Shutting down a main artery into a major metropolitan area is never a decision that is taken lightly. That is what was required this summer for reconstruction of the Broadway Avenue bridge over I-77 near downtown Cleveland. Kokosing Construction was the general contractor, working for the Ohio Department of Transportation. Kokosing chose ALL Erection & Crane Rental of Cleveland, a member of the ALL Family of Companies, to provide the crane for the job.
The location of the bridge, the confined space, and the grade of the surrounding ground made it impossible for two cranes to be on the site for the pick, so Kokosing needed a single crane that could handle the large bridge beams—which weigh more than 200,000 lb. ALL specified the Manitowoc 16000 lattice boom crawler crane for the work.

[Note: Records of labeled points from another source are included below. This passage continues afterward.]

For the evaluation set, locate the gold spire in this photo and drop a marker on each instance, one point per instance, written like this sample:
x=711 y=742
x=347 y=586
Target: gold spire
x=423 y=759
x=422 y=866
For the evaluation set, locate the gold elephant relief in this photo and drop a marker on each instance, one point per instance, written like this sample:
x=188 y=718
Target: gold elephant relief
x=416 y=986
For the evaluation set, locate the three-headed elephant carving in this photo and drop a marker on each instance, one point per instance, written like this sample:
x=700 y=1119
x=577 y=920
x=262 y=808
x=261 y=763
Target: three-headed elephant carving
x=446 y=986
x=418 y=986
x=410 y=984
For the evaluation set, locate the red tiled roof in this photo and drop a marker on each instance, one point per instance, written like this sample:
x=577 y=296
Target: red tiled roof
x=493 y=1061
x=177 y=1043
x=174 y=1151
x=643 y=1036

“We needed a crane that could pick and carry,” said Scott Mesick, Kokosing project area manager. “Given the confines of the space, there was no room for it to turn between the abutment and the pier. Instead, we needed to be able to back up, turn, pick up a segment and walk into the bridge.”
Crews also had to bring in temporary fill material to smooth out the grade the crane was traveling on, building up some portions by as much as 3 ft to create a level surface.
The bridge consisted of 24 segments, ranging in length from 119 ft to 138 ft. Each segment weighed approximately 205,000 lb.
The Manitowoc 16000 has a 440-USt capacity and 315 ft of main boom. The crane for the bridge work was configured with 230,000 lb of counterweight and would lift at a 50-ft radius.
Two weekends were allotted for the work, which is how long it took—just not over the two weekends that were originally planned. When the second weekend arrived, Cleveland was experiencing a rare July rain event that scuttled any chance of completing the job. The weekend after that, an already-scheduled MLB baseball game negated any work, as the contract did not allow interstate shutdowns if an event drawing more than 20,000 people was scheduled in downtown Cleveland.
“Luckily, we’d reserved the crane for a full month,” said Mesick. “And we needed it.” Crews worked from 6 a.m. to 10 p.m. each night to get the work done in the allotted time.
“This typically would’ve been a job for two cranes in a tandem pick, but that just wasn’t possible here,” said Mesick.
The $29 million bridge project is part of a larger plan to widen Cleveland’s Innerbelt to three lanes to reduce peak traffic and cut down on the number of rear-end and sideswipe accidents.